AI tools have made it easier than ever to generate copy quickly, but speed alone doesn't make copy effective. The best results come from knowing how to direct AI well, and knowing what to do with the output once you have it.
Start with a Strong Prompt
AI is only as good as what you give it. A vague prompt produces vague copy. Before you open any tool, get clear on three things:
Who are you talking to? Define the audience, their role, pain points, and what they care about.
What do you want them to feel or do? Every piece of copy has a goal: click, buy, sign up, keep reading.
What makes your offer different? Feed AI the details that make your product or service worth choosing.
Once you have those answers, build them into your prompt. The more specific you are, the less editing you'll need to do.
Example of a weak prompt: "Write copy for a shoe brand."
Example of a strong prompt: “Here is our brand website: [paste URL]. Review it to understand our tone, visual style, and audience. Then write 3 short ad copy variations for our children's shoe brand. The shoes have built-in wheels. Target parents of kids aged 6–10. Highlight fun, safety, and how easy the shoes are to use. Keep each variation under 15 words “
The second prompt gives AI a character, an audience, a benefit list, a format, and a length constraint, all at once.
Use AI to Generate Options, Not Final Copy
Think of AI as a first-draft machine, not a finisher. Its job is to get words on the page fast so you have something to react to. Your job is to shape what comes out into something that actually sounds like your brand.
A few practical ways to use AI in this phase:
Generate variations. Ask for 3–5 versions of the same message and mix the best elements from each.
Test different tones. Ask for the same copy rewritten as playful, direct, or professional to see what fits.
Unstick yourself. If you're staring at a blank page, use AI to produce a rough draft just to have a starting point.
Always Review Before You Submit or Share
This step isn't optional. AI-generated copy can sound polished on the surface but miss the mark in ways that aren't obvious at first read. Before sending copy to your design team or sharing it externally, go through this checklist:
✦ Brand voice: Does it actually sound like you? AI tends toward generic phrasing. Replace anything that feels flat or interchangeable with a competitor.

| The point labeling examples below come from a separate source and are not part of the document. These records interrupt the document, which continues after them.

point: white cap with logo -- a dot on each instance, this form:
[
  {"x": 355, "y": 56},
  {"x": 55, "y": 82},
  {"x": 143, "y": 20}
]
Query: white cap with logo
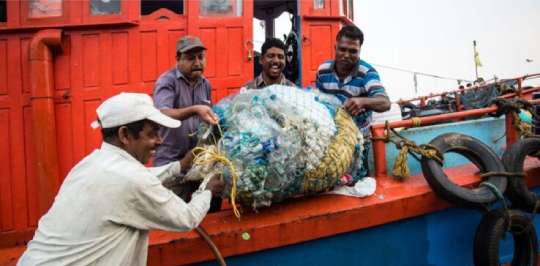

✦ Accuracy: Did AI make anything up? It sometimes invents statistics, product claims, or details that aren't true. Verify every specific claim before it goes anywhere.
✦ Audience fit: Read it as your customer would. Does the tone match what they expect from your brand? Is the language too formal, too casual, or too technical?
✦ Clarity: Is the main message obvious within the first few words? Cut anything that delays the point.
✦ Call to action: Is there one? Is it clear and specific? AI sometimes buries or softens CTAs. Make sure yours earns its place.
✦ Length: AI often over-writes. Trim ruthlessly. Ad copy especially benefits from shorter, punchier sentences.
Skipping this review is where most AI copy goes wrong. The goal isn't to use AI output as-is, it's to use it as a strong starting point that you finish.